この物質の発見は、ジャロサイトとして知られる壊れやすい黄褐色の鉱物が、地球と火星で同じ方法で、つまり古代の氷の塊の中に閉じ込められた塵から作られたことを示唆しています。赤い惑星におけるこれらの氷河の重要性も明らかになった。研究者らによると、氷河は谷を刻んだだけでなく、火星を構成する物質の生成にも役立っているという。
地球上で非常に珍しい鉱物であるジャロサイト
ジャロサイトは、火星に豊富に存在する脆い黄褐色の鉱物で、 2004 年に NASA のオポチュニティ探査機によって初めて火星上で発見されました。今回、研究者らは南極地域の氷床コア内でこの鉱物を特定した。
ジャロサイトが 2004 年に発見されたとき、この物質の生成には水、鉄、硫酸塩、カリウム、酸性条件が必要なため、科学界の注目を集めました。これらの要因は火星では簡単に観察されないため、科学者たちは火星の土壌にこれらの要因が存在することについていくつかの理論を定式化しています。
既存の理論の 1 つは、この物質は少量の塩分と酸性の水の蒸発によって生じた可能性があるというものです。しかし、火星の地殻にあるアルカリ性の玄武岩は、この酸性の湿気を中和したでしょう。もう1つの理論は、数十億年前、火星が氷で覆われていたとき、ジャロサイトの形成に必要な元素を含む塵が氷の層に蓄積し、その後ジャロサイトの物質に変化したというものです。しかし、これは単なる仮定にすぎず、太陽系ではそのようなことは観測されていません。

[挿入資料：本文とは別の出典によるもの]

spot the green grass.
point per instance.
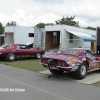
(30, 64)
(97, 84)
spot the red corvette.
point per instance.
(77, 60)
(13, 51)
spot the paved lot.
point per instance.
(91, 78)
(38, 87)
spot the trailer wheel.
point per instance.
(82, 71)
(11, 57)
(38, 55)
(54, 71)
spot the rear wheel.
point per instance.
(54, 71)
(38, 55)
(11, 57)
(82, 71)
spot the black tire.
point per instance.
(54, 71)
(82, 71)
(38, 55)
(11, 57)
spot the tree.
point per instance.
(68, 21)
(1, 29)
(13, 23)
(42, 25)
(92, 28)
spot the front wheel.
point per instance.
(38, 55)
(82, 71)
(54, 71)
(11, 57)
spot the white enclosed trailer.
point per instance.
(68, 37)
(19, 35)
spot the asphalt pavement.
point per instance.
(20, 84)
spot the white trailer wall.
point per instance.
(21, 35)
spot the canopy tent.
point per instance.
(83, 36)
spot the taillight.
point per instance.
(71, 61)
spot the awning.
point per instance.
(83, 36)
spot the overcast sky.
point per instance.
(31, 12)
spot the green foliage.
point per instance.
(13, 23)
(42, 25)
(92, 28)
(1, 29)
(68, 21)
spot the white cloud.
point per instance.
(31, 12)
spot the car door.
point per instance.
(94, 62)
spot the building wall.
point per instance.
(64, 36)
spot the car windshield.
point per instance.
(6, 46)
(69, 51)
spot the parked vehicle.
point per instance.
(77, 60)
(13, 51)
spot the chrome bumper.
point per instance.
(59, 66)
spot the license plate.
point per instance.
(53, 67)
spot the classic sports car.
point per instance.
(13, 51)
(77, 60)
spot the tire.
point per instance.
(54, 71)
(38, 55)
(11, 57)
(82, 71)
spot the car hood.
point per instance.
(1, 48)
(60, 56)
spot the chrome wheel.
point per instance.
(38, 55)
(83, 70)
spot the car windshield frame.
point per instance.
(69, 51)
(6, 46)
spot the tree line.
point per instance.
(64, 20)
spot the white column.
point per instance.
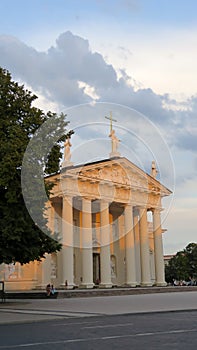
(67, 243)
(44, 272)
(158, 248)
(105, 261)
(87, 258)
(130, 247)
(144, 249)
(137, 246)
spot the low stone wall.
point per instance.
(79, 293)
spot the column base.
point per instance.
(130, 284)
(146, 284)
(161, 284)
(40, 286)
(70, 286)
(86, 285)
(105, 285)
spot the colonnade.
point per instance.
(131, 223)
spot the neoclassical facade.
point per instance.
(107, 216)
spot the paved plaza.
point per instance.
(13, 311)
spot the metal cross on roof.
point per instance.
(111, 120)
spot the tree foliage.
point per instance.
(183, 266)
(20, 237)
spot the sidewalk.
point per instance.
(48, 309)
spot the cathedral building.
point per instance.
(107, 215)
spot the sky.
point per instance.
(136, 58)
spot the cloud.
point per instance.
(57, 75)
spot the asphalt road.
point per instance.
(161, 330)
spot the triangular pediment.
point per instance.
(120, 172)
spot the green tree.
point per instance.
(21, 239)
(183, 265)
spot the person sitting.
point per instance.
(48, 290)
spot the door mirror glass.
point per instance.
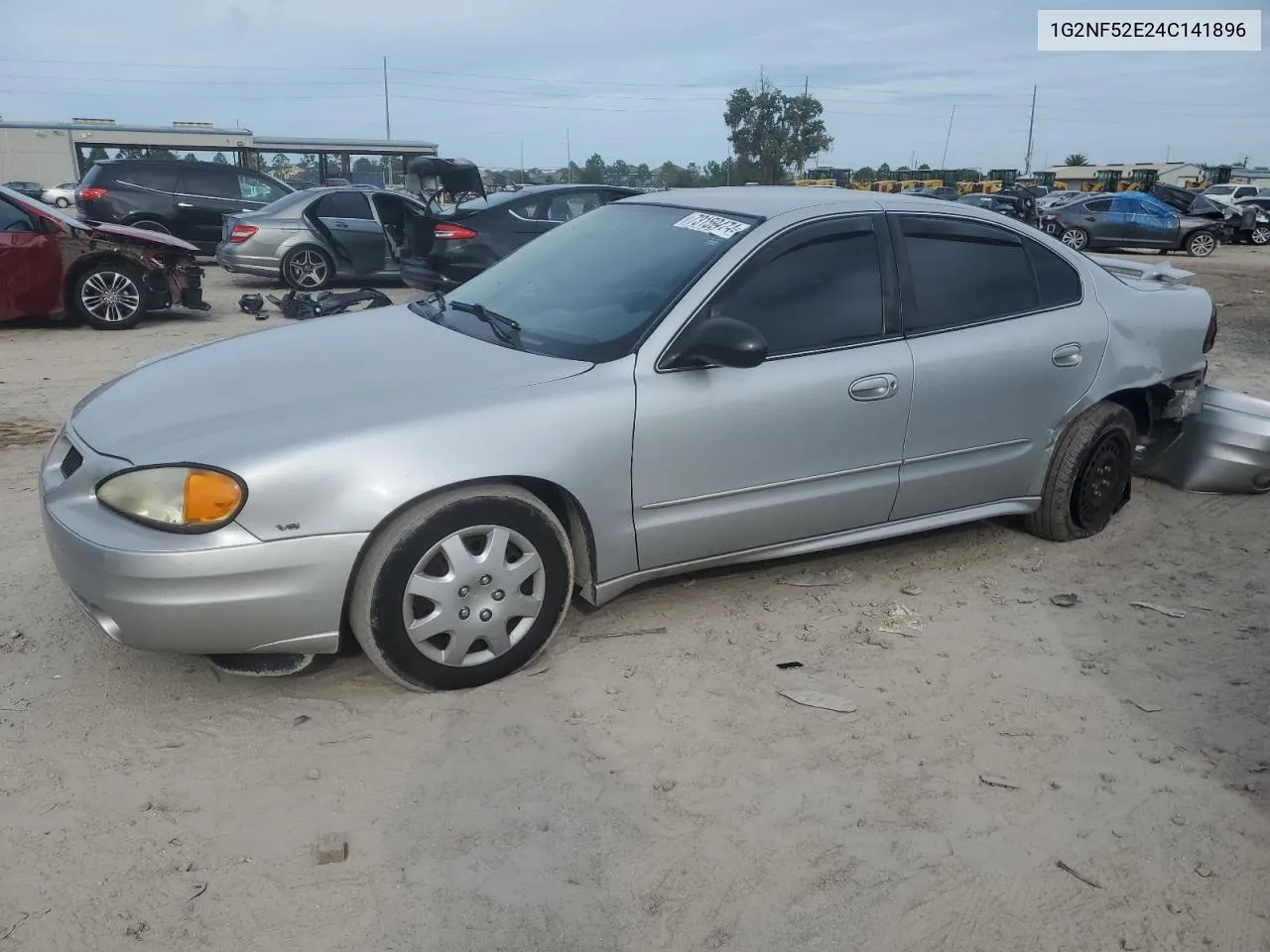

しかし、ミラノ・ビコッカ大学の地質学者ジョバンニ・バッコロ氏が主導した新たな研究は、火星の惑星を調査する科学者にとって重要な手がかりを秘めている可能性がある。地球上では、空気や雨にさらされた鉱山廃棄物中にジャロサイトが見つかることがありますが、非常にまれです。
驚くべき、そして予想外の発見!
バッコロと彼のチームは南極でジャロサイトの残留物が見つかるとは予想していなかったし、探してもいなかったので、この発見は非常に驚くべきものだった。彼らは実際、氷河期のサイクルを示す可能性のある鉱物を探していました。バコロは、長さ 1,620 メートルの氷床コアを掘削しているときに、ジャロサイトではないかと考えた奇妙な塵粒子に遭遇しました。
この鉱物の正体を確かめるために、バッコロ氏と彼の共同研究者らは、X 線吸収を測定し、電子顕微鏡を使用したところ、それらがジャロサイトであることが確認されました。これを考慮すると、 Nature Communicationsに現在掲載されているこの論文は、ジャロサイトが火星で形成されるのと同じ方法で形成されることを示している可能性があります。
バコロ氏によると、この鉱物の非常に小さな粒子が南極で発見されたが、科学者は火星にははるかに多くの塵が存在し、それが赤い惑星にジャロサイトが豊富にあることを正当化する可能性があると主張している。 「火星はとても埃っぽい場所です。すべてが塵に覆われています」とバッコロ氏は言う。
さらに研究者は、この研究は氷河が火星の化学組成にどのように寄与した可能性があるかを示していると述べた。将来、バコロ氏は、火星の太古の氷堆積物が他の鉱物を起源とした可能性があるかどうかを調査するために、南極大陸のさらに多くの氷床コアを使用する予定です。